Power amplifiers (PAs) are most efficient – but least linear – when they operate near saturation; reducing the output power can improve linearity, but at the cost of efficiency. To achieve linear power, operators can either use a large amplifier and reduce (“back off”) its output power, or employ a smaller amplifier coupled with a linearizer (known colloquially as a “lin”). This latter option provides better efficiency and a smaller footprint for the same level of distortion and linear output power, making it a more attractive solution.
For narrow bandwidths numbering in the megahertz, digital predistortion linearization (DPDL) provides excellent distortion correction; however, DPDL requires significant computer processing power and DC power that can incur substantial cost, especially at higher frequencies. Analog predistortion linearization (APDL) offers instantaneous bandwidths of greater than 10 GHz and has been implemented at operating frequencies up to 100 GHz. Furthermore, APDL systems typically offer lower complexity, a smaller footprint, and lower power consumption than comparable DPDL systems.

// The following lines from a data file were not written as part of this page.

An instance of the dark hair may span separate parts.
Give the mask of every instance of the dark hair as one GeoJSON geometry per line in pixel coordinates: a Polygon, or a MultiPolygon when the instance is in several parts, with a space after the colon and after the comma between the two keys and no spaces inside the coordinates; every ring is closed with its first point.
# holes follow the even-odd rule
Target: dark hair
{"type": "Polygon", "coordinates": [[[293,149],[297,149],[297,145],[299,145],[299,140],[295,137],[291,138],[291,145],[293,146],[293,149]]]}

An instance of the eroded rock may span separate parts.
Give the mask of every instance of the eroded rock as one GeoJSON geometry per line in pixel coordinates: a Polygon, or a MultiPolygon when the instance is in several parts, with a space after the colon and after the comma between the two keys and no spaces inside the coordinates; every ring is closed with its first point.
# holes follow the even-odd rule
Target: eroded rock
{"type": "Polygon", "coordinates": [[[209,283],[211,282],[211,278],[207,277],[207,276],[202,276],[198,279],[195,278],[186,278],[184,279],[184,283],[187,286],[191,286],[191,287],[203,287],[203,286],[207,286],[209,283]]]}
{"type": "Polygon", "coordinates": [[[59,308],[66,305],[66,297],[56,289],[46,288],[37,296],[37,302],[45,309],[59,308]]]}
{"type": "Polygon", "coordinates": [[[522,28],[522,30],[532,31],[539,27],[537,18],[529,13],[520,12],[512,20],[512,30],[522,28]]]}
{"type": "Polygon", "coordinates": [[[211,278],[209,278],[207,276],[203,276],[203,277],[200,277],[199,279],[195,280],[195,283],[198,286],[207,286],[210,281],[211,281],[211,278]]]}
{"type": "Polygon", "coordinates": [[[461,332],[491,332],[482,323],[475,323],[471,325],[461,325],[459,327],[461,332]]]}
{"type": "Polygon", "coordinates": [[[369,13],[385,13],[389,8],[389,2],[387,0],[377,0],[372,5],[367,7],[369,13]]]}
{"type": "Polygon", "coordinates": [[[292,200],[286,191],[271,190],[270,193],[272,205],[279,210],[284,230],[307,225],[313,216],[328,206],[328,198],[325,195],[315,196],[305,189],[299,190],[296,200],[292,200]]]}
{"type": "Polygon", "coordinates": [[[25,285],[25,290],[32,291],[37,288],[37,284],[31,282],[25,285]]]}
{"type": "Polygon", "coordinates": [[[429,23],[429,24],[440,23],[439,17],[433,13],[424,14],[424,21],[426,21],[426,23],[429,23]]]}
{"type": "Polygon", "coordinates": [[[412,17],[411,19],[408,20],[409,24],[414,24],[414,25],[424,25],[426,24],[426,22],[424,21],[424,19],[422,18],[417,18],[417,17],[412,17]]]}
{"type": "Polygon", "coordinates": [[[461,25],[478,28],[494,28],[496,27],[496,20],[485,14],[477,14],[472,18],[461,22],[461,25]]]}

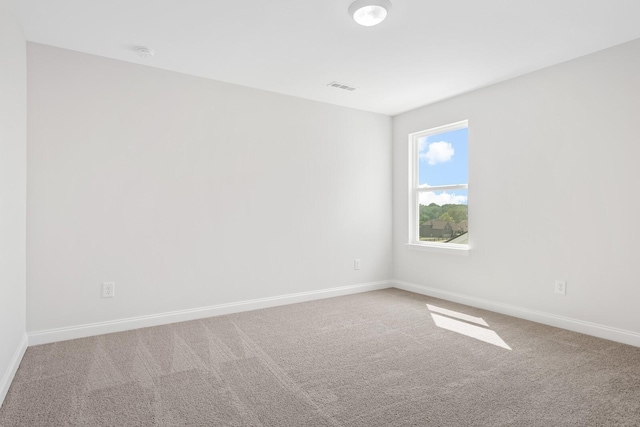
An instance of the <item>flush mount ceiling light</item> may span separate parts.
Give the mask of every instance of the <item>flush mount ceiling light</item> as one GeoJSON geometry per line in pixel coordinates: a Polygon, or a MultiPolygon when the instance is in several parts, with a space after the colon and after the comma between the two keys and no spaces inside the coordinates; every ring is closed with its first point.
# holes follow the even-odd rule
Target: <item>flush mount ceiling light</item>
{"type": "Polygon", "coordinates": [[[349,6],[349,15],[360,25],[378,25],[391,9],[389,0],[356,0],[349,6]]]}

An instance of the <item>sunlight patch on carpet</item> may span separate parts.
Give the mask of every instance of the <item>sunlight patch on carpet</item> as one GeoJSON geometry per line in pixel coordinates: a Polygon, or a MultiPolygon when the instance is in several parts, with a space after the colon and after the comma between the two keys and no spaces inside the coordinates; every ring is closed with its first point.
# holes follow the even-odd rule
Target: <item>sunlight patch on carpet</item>
{"type": "Polygon", "coordinates": [[[427,304],[427,308],[429,309],[429,311],[444,314],[445,316],[455,317],[456,319],[466,320],[467,322],[489,327],[487,322],[485,322],[482,317],[469,316],[468,314],[460,313],[459,311],[447,310],[446,308],[438,307],[431,304],[427,304]]]}
{"type": "Polygon", "coordinates": [[[472,325],[471,323],[462,322],[460,320],[452,319],[451,317],[441,316],[436,313],[431,313],[431,317],[439,328],[457,332],[459,334],[511,350],[511,347],[509,347],[507,343],[491,329],[472,325]]]}

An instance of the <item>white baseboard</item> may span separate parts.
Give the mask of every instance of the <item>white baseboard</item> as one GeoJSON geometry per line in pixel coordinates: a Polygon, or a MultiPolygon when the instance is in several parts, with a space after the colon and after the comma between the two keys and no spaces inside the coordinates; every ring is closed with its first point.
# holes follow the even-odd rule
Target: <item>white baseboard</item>
{"type": "Polygon", "coordinates": [[[7,367],[7,370],[4,373],[4,376],[0,380],[0,406],[2,406],[2,402],[4,402],[4,398],[7,397],[7,393],[9,392],[9,387],[11,386],[11,381],[13,381],[13,377],[16,375],[18,371],[18,367],[20,366],[20,362],[22,362],[22,356],[24,356],[24,352],[27,351],[28,339],[27,334],[22,337],[22,341],[18,345],[13,357],[11,358],[11,362],[7,367]]]}
{"type": "Polygon", "coordinates": [[[430,288],[428,286],[417,285],[415,283],[403,282],[400,280],[393,280],[391,285],[394,288],[417,294],[470,305],[472,307],[482,308],[496,313],[507,314],[509,316],[519,317],[521,319],[531,320],[533,322],[555,326],[557,328],[568,329],[570,331],[580,332],[582,334],[640,347],[640,333],[638,332],[585,322],[583,320],[558,316],[543,311],[530,310],[528,308],[518,307],[515,305],[502,304],[487,299],[443,291],[441,289],[430,288]]]}
{"type": "Polygon", "coordinates": [[[94,335],[109,334],[112,332],[122,332],[131,329],[146,328],[149,326],[166,325],[168,323],[184,322],[187,320],[202,319],[205,317],[220,316],[223,314],[240,313],[242,311],[257,310],[261,308],[276,307],[279,305],[294,304],[298,302],[331,298],[360,292],[375,291],[378,289],[386,289],[389,287],[390,284],[388,281],[370,282],[358,285],[341,286],[338,288],[321,289],[318,291],[300,292],[296,294],[259,298],[248,301],[232,302],[228,304],[219,304],[209,307],[151,314],[147,316],[130,317],[126,319],[118,319],[107,322],[70,326],[66,328],[35,331],[28,333],[29,345],[47,344],[57,341],[85,338],[94,335]]]}
{"type": "MultiPolygon", "coordinates": [[[[149,326],[159,326],[175,322],[184,322],[188,320],[220,316],[223,314],[240,313],[243,311],[257,310],[261,308],[276,307],[298,302],[331,298],[360,292],[368,292],[379,289],[386,289],[389,287],[395,287],[417,294],[428,295],[435,298],[494,311],[496,313],[507,314],[509,316],[519,317],[521,319],[531,320],[533,322],[538,322],[545,325],[555,326],[574,332],[580,332],[583,334],[640,347],[640,333],[638,332],[613,328],[597,323],[585,322],[578,319],[558,316],[555,314],[531,310],[528,308],[518,307],[510,304],[503,304],[483,298],[477,298],[455,292],[444,291],[441,289],[430,288],[428,286],[422,286],[400,280],[362,283],[358,285],[321,289],[318,291],[300,292],[275,297],[238,301],[209,307],[200,307],[188,310],[152,314],[147,316],[130,317],[108,322],[91,323],[85,325],[70,326],[66,328],[29,332],[28,344],[47,344],[51,342],[84,338],[94,335],[108,334],[112,332],[121,332],[131,329],[145,328],[149,326]]],[[[13,378],[15,370],[18,368],[20,360],[22,360],[22,355],[24,354],[24,351],[26,349],[26,341],[23,344],[24,345],[21,347],[21,349],[16,352],[16,356],[14,357],[15,363],[12,362],[13,371],[11,372],[11,370],[9,370],[7,374],[5,374],[5,377],[2,379],[2,383],[0,383],[0,397],[2,398],[4,398],[3,393],[6,393],[6,391],[8,390],[9,384],[11,382],[10,379],[13,378]]]]}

MACOM Linearizers represent the state-of-the-art of APDL and act as complete front-end mini-systems that not only linearize but also act as driver amplifiers and equalizers for PAs. MACOM Linearizers include controls for predistortion input drive, predistortion shape and phase adjustment, output level control and output limiting. These controls allow for the maintenance of consistent performance over temperature, mission life, PA saturation point or position in a phased array; they may be made available to the customer via analog or digital inputs, or the adjustments may be pre-determined at MACOM and stored in an on-board microprocessor for set-and-forget operation.
As data transmission rates continue to climb, the importance of efficient and effective linearization grows, and the benefits of linearization become more pronounced as PA RF power increases. Linearizers can significantly reduce the size, cost and complexity of amplification systems, making them an essential component in modern communications systems that prioritize efficiency and resource-conscious design.